FIG. 1 is a diagram showing a first embodiment of an initially loaded core according to the present invention.

FIG. 2 is a diagram showing an in-core fuel loading pattern of the present invention.

FIG. 3 is a diagram showing a fuel loading pattern in a core of a comparative example.

FIG. 4 is a relational diagram of the maximum linear power density and the number ratio of the highly enriched fuel forming the L-type cell.

FIG. 5 is a diagram showing a second embodiment of the initially loaded core according to the present invention.

FIG. 6 is a diagram showing a third example of the initially loaded core according to the present invention.

FIG. 7 is a diagram showing a fourth example of the initially loaded core according to the present invention.

[Explanation of symbols]

1 ... Low enrichment fuel, 2 ... Medium enrichment fuel, 3, 4 ... High enrichment fuel.

 ─────────────────────────────────────────────────── ─── Continuation of the front page (72) Inventor Toshiro Yoshioka 3-2-1, Sachimachi, Hitachi City, Ibaraki Hitachi Engineering Co., Ltd. (72) Inventor Junichi Koyama 7-2, Omikacho, Hitachi City, Ibaraki Prefecture No. 1 Incorporated company Hitachi, Ltd. Power & Electric Machinery Development Headquarters (72) Inventor Akihiro Yamanaka 3-1-1 1-1 Saiwaicho, Hitachi City, Ibaraki Hitachi Ltd. Hitachi factory (72) Inventor Mitsuya Nakamura Ibaraki 3-1, 1-1 Sachimachi, Hitachi, Ltd. Hitachi, Ltd. Hitachi factory (72) Inventor Katsumasa Urikawa 3-1-1, Sachimachi, Hitachi, Ibaraki Hitachi Ltd., Hitachi, Ltd.

Claims (7)

[Claims] 1. An initially loaded core comprising a combination of various types of fuel assemblies having different average enrichments of uranium 235, wherein a square cell composed of four fuel assemblies having the lowest average enrichment, An L-shaped cell composed of three fuel assemblies having the highest average enrichment, and the L-shaped cells are arranged so that each fuel assembly of the L-shaped cells is adjacent to the square-shaped cell. An initially loaded core, which is arranged in a corner portion of a cell having a rectangular shape, and a ratio of the number of fuel assemblies of the L-shaped cells to all the fuel assemblies loaded in the core is 10% or more. 2. The initially loaded core according to claim 1, wherein the fuel assemblies forming the L-shaped cells are composed of a plurality of types of fuel assemblies having different numbers of fuel rods containing burnable poisons.

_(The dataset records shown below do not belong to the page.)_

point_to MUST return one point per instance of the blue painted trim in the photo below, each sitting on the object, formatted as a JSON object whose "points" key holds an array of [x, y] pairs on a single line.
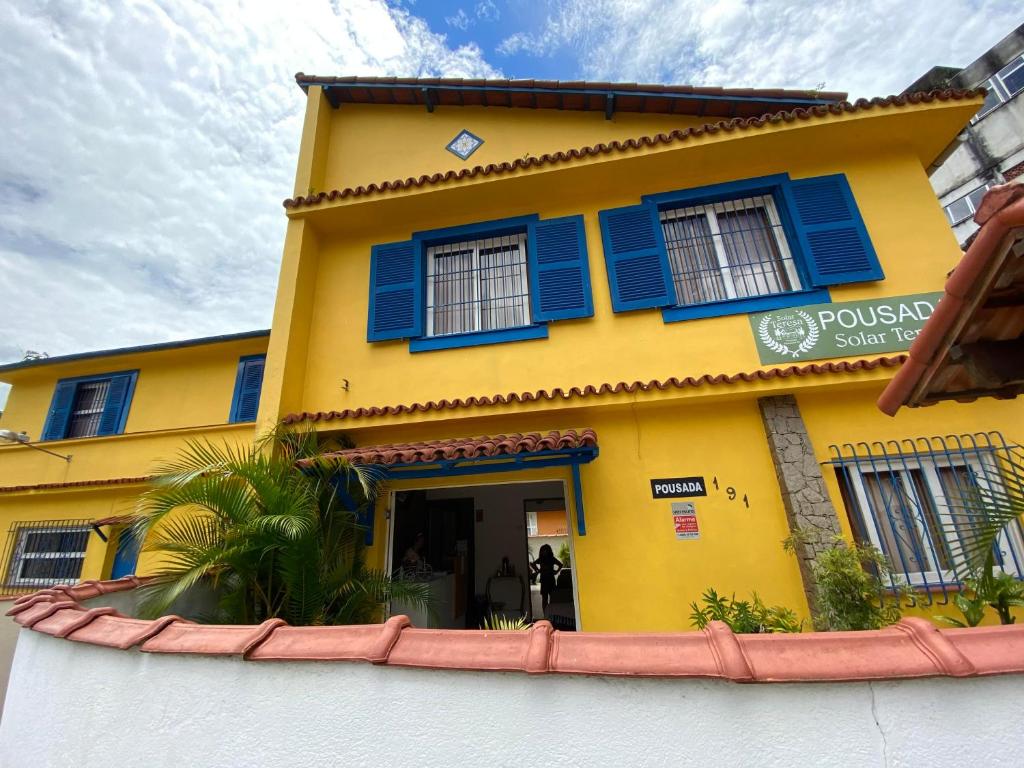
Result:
{"points": [[578, 496], [76, 380], [534, 272], [565, 91], [856, 220], [717, 193], [743, 306], [493, 228], [478, 338], [491, 465], [468, 133], [232, 415]]}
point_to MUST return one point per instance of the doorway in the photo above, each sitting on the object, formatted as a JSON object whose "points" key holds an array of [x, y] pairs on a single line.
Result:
{"points": [[473, 545]]}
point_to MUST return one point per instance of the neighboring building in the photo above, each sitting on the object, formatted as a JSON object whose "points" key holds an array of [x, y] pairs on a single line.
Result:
{"points": [[990, 150], [645, 307], [116, 414]]}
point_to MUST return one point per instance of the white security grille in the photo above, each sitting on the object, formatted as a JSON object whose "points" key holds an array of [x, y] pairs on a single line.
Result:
{"points": [[477, 286], [87, 409], [729, 250], [47, 554]]}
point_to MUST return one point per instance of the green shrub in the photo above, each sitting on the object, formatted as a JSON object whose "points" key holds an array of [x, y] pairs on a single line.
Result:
{"points": [[743, 616], [851, 583]]}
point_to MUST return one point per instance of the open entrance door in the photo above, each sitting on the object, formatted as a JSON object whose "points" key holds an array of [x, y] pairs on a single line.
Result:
{"points": [[473, 545]]}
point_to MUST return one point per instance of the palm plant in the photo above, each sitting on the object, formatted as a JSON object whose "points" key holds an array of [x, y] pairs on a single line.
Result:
{"points": [[272, 529], [983, 510]]}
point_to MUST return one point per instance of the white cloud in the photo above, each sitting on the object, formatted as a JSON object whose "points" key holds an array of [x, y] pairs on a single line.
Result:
{"points": [[145, 148], [460, 20], [487, 11], [866, 48]]}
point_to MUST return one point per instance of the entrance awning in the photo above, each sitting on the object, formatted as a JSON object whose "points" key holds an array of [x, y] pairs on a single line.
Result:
{"points": [[469, 456], [973, 345]]}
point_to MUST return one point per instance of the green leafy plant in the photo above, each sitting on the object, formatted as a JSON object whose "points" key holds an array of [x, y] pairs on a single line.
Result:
{"points": [[502, 623], [743, 616], [269, 529], [852, 582]]}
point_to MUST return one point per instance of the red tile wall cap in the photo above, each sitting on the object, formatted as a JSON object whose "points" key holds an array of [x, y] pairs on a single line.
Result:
{"points": [[76, 484], [911, 648], [728, 126], [468, 448], [302, 79], [591, 390], [1000, 215]]}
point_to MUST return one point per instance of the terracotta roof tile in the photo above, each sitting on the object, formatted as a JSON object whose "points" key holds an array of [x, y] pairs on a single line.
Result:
{"points": [[591, 390], [799, 114], [468, 448], [962, 312], [912, 648]]}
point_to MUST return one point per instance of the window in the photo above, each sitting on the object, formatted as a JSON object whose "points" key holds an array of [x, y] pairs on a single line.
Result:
{"points": [[729, 250], [477, 286], [90, 407], [248, 385], [912, 510], [743, 246], [44, 554], [1003, 86], [964, 208]]}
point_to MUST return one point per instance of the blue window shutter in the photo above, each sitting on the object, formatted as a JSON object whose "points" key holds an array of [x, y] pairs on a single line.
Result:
{"points": [[56, 419], [636, 258], [248, 385], [112, 421], [395, 292], [832, 231], [559, 271]]}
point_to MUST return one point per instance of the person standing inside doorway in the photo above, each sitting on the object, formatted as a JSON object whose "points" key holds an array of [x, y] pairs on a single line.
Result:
{"points": [[547, 566]]}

Initially loaded core. 3. The initially loaded core according to claim 1, wherein the fuel assembly forming the square cells is adjacent to a control rod which is inserted into the core during power operation and used for power adjustment. Initially loaded core characterized by 4. The initially loaded core according to claim 1, wherein the fuel assembly having the lowest average enrichment does not contain burnable poisons. 5. The initially loaded core according to any one of claims 1 to 4, wherein the fuel rods forming the fuel assembly are arranged in a square lattice of 8 rows and 8 columns, and are arranged in a region corresponding to 4 lattices in the central portion. An initially loaded core characterized in that one cylindrical water rod is arranged. 6. The initially loaded core according to any one of claims 1 to 4, wherein the fuel rods constituting the fuel assembly are arranged in a square grid of 9 rows and 9 columns, and are arranged in a central area of 7 grids. An initially loaded core characterized in that two cylindrical water rods are arranged. 7. The initially loaded core according to any one of claims 1 to 4, wherein the fuel rods constituting the fuel assembly are arranged in a square lattice of 9 rows and 9 columns, and are arranged in an area corresponding to 9 lattices in the central portion. An initially loaded core characterized in that one prismatic water rod is arranged.